Ponente
Descripción
Pulsar wind nebulae (PWNe) are bubbles of relativistic particle outflows, primarily composed of electrons and positrons, which are continuously injected from pulsars and often exhibit broadband non-thermal radiation originating from synchrotron and inverse Compton scattering emission. Recently, LHAASO and HAWC observations have detected Ultra-High-Energy (UHE, E>100 TeV) gamma-ray sources associated with PWNe, making them the prime candidates for Galactic leptonic “PeVatrons”, sources capable of accelerating leptons to PeV energies inside our Galaxy.
X-ray synchrotron radiation from TeV-PeV electrons plays a crucial role in constraining the maximum particle energies and new X-ray studies of TeV PWNe suggest that some of them can accelerate particles up to PeV energies. As such, multi-wavelength observations and broadband spectral energy distributions (SED) modelling of PWNe are the key tools for both localizing and probing the properties of the relativistic particle populations.

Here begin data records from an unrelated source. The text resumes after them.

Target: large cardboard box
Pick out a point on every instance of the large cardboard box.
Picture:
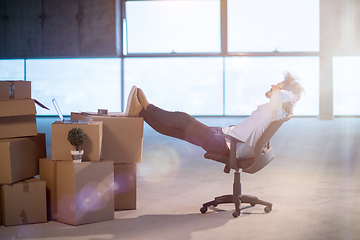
(19, 157)
(61, 147)
(15, 90)
(17, 118)
(123, 136)
(80, 193)
(24, 202)
(125, 186)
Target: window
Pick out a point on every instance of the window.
(346, 77)
(247, 79)
(77, 84)
(173, 26)
(277, 25)
(12, 69)
(193, 85)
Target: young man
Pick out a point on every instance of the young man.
(181, 125)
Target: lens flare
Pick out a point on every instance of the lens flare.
(159, 165)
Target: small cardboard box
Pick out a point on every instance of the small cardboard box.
(80, 193)
(15, 90)
(24, 202)
(47, 173)
(61, 147)
(123, 136)
(19, 157)
(17, 118)
(125, 186)
(0, 207)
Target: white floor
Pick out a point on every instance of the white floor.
(313, 183)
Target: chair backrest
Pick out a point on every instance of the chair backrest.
(262, 154)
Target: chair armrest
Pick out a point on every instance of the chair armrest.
(233, 144)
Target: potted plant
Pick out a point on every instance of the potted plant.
(76, 137)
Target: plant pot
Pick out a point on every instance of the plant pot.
(77, 155)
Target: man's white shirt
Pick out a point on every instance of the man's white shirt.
(250, 130)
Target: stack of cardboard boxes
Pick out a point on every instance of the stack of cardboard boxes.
(22, 197)
(122, 144)
(105, 181)
(67, 192)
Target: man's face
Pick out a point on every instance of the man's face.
(274, 88)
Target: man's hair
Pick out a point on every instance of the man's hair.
(291, 83)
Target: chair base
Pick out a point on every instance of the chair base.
(252, 200)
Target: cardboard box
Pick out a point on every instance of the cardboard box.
(19, 157)
(61, 147)
(122, 136)
(17, 118)
(0, 207)
(80, 193)
(24, 202)
(47, 173)
(125, 186)
(15, 90)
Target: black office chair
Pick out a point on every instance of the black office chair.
(263, 155)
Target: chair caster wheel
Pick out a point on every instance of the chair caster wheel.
(203, 209)
(267, 209)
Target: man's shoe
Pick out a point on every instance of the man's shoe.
(133, 106)
(142, 99)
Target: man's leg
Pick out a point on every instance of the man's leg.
(182, 126)
(179, 124)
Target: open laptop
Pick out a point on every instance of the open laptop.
(56, 106)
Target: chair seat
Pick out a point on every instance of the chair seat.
(242, 163)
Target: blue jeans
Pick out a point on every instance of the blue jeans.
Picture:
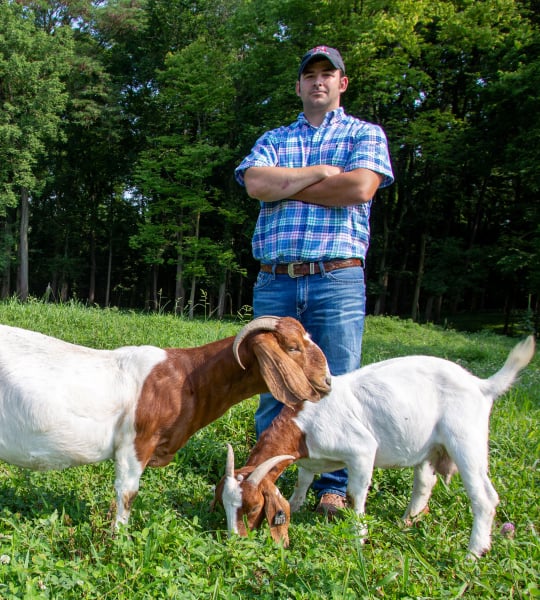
(331, 307)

We present a new study of the second brightest TeV source in the Galactic Center region: the PWN powered by the energetic pulsar PSR J1747−2809 and located inside the composite-type supernova remnant G0.9+0.1. The characteristics observed from X-ray to TeV gamma-rays, including a nearby UHE source observed by HAWC, indicate that G0.9+0.1 is a PeVatron candidate. For the first time NuSTAR has detected hard X-ray emission up to 30 keV, revealing the synchrotron burn-off signature of the relativistic electrons. New insights on the source are provided through multiwavelength SED modeling incorporating radio to TeV data. Preliminary results suggest that the PWN in G0.9-0.1 has not yet interacted with the reverse SNR shock, offering a valuable case study for future observatories such as CTAO, AXIS, and NewAthena.